Grobschlächtig und primitiv

Berlin Beatet Bestes. Folge 60. Laya Raki und die Schock-Kings: »Oh Johnny, hier nicht parken« (1963).

Laya Raki ist bis heute die glamouröseste Hamburger Persönlichkeit mit Weltruhm, mal abgesehen von Wolfgang Joop und Karl Lagerfeld. Heute kennt sie leider kaum mehr jemand, in den Fünfzigern und Sechzigern war Laya Raki jedoch eine bekannte Filmschauspielerin und ein in unzähligen Magazinen abgebildetes Glamour- und Pin-Up-Girl. Als Brunhilde Jörns wurde die Tochter eines Zirkusartistenpaars 1927 geboren. Unter dem exotisch klingenden Pseudonym Laya Raki war sie 1947 eine der ersten sogenannten Schönheitstänzerinnen der Nachkriegszeit und trat ab 1954 in Dutzenden von internationalen Filmen und Fernsehserien auf. Warum kennt man sie also heute nicht mehr? Es war wohl ihr Fluch, nie mehr als die verführerische Nebendarstellerin gewesen zu sein.
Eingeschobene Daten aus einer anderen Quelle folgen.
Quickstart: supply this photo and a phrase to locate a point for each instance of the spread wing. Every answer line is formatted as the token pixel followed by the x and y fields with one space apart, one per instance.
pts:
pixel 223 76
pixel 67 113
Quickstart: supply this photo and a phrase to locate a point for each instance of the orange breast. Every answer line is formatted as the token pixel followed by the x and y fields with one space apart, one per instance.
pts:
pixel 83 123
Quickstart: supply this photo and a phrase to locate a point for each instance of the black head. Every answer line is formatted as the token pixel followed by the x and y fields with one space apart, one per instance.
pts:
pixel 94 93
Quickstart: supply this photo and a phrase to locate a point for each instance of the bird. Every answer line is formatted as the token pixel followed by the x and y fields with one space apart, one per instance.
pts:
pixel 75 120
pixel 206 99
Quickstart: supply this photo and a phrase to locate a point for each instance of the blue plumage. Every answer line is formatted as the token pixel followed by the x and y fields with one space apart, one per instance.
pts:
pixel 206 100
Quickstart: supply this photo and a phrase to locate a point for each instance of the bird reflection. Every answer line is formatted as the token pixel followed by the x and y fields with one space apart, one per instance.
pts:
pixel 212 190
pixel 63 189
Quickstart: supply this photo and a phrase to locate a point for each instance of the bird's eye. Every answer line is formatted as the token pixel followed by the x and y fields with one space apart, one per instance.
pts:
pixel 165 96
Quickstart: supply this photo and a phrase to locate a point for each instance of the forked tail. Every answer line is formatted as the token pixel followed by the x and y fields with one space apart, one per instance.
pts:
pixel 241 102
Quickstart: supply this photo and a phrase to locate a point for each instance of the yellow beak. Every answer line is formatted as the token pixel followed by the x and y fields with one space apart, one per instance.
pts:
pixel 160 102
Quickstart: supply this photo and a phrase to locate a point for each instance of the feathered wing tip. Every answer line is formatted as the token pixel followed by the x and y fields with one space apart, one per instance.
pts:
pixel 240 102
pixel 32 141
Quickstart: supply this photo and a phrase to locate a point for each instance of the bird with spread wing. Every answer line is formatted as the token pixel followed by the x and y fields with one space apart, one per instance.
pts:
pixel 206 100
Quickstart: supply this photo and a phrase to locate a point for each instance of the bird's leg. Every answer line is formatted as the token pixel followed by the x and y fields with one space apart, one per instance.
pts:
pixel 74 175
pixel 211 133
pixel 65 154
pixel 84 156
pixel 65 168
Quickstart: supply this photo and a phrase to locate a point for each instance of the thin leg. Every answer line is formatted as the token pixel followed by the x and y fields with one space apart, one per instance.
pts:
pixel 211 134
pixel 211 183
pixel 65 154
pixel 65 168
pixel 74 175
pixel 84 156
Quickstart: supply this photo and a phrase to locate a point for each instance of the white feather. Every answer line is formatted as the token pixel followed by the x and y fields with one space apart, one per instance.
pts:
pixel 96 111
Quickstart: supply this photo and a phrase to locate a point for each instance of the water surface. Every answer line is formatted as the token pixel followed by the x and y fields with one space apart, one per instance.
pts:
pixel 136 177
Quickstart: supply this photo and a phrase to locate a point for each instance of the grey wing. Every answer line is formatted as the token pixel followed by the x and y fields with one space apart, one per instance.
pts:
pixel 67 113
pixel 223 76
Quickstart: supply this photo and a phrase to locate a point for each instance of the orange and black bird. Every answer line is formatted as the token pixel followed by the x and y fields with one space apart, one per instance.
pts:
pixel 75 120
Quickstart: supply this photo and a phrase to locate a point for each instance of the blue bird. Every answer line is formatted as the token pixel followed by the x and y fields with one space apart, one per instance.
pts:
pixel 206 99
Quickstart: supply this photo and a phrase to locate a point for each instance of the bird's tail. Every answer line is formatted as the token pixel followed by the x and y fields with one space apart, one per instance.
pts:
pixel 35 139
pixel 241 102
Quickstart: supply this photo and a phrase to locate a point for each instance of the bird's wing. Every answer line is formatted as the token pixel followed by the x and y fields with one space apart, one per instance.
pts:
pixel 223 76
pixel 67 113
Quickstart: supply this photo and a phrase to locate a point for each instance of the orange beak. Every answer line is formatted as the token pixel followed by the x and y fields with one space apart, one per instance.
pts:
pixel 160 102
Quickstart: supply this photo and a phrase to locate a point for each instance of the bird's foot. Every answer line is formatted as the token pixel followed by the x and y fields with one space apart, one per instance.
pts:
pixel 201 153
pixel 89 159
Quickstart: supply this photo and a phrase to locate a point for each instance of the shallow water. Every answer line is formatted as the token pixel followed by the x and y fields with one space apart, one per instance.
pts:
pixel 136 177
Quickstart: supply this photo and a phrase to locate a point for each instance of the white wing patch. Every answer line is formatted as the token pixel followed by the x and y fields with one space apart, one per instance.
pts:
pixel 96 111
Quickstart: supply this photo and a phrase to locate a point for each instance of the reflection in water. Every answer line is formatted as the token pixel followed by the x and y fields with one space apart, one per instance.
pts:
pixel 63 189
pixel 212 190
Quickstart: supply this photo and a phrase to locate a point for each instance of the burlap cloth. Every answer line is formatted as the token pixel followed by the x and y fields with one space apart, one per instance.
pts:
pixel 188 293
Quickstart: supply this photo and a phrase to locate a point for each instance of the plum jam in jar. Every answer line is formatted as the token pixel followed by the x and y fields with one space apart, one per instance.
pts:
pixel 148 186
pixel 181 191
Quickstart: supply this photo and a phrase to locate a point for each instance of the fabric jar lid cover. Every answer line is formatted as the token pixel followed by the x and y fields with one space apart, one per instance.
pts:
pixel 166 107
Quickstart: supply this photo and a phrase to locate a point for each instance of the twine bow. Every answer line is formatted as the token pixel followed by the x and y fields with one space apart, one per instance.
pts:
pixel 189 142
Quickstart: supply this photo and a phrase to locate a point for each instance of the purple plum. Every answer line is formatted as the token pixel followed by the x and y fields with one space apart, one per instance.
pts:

In vielen Abenteuer- und Actionfilmen der Nachkriegszeit gelangten die Helden auf ihren Reisen irgendwann in einen Nachtclub, eine Spelunke oder einen Harem, in dem eine exotische Tänzerin auftrat. Oft genug stammte diese nicht aus Casablanca, Istanbul oder Bombay, sondern eben aus Hamburg. Im Moment des Auftritts waren alle Augen, vor allem die der Männer, auf sie gerichtet, sie genossen die verführerischen Posen, die die Sehnsucht nach fremden Ländern weckten. Aber sobald die Handlung weiterging, war jemand wie Laya Raki auch schon vergessen. Selbst ihre millionenfach verbreiteten Pin-Up-Fotos hatten nur eine relativ kurze Halbwertzeit.
Ihre erste und einzige Schallplatte nahm Laya Raki 1963 auf, als sie bereits 36 Jahre alt war. Die Twistwelle in Deutschland war auf dem Höhepunkt, und auch das kleine Frankfurter Variety-Label Carina, auf dem zumeist Schlager und Stimmungsmusik, aber auch die ersten Aufnahmen der Frankfurter Rock’n’Roll-Band Fats & his Cats erschienen waren, versuchte auf ihr mitzusurfen. Der Labelinhaber Bernhard Mikulski, der in den achtziger Jahren mit seinem ZYX-Label den Begriff Italo-Disco prägte, produzierte mit Laya Raki daraufhin den mit Sicherheit erotischsten deutschen Twist. Nach den ersten hämmernden Schlagzeugtakten twistet Laya Raki gleicht ordentlich los und haucht und stöhnt:

»Oh Johnny, bitte glaube mir,/Ich bin so gern ganz nah bei Dir/denn du nur bist für mich der Mann,/bei dem ich nicht Nein sagen kann.«

Den Refrain »Oh Johnny, hier nicht parken« verkürzt sie jeweils um ein Wort, bis schließlich nur noch: »Oh Johnny, hier nicht!« und »Oh Johnny!« übrigbleibt. Für heutige Verhältnisse klingt das wenig shocking, es kam jedoch im Zuge der Veröffentlichung der Single zu einigen Klagen und Gerichtsverfahren. In April 1964 urteilte ein Nürnberger Gericht: »Die Sängerin der Platte macht mit ihrer Wiedergabe das Ächzen und Seufzen des Geschlechtsverkehrs auf täuschende Weise nach« und verbot die weitere Verbreitung. Das »grobschlächtige, primitive Machwerk« – so ein hanseatischer Richter – ist allerdings immer noch eine unterhaltsame Nummer. Bear Family Records hat sie 2003 auf der Compilation »Vor Kurven wird gewarnt« wiederveröffentlicht.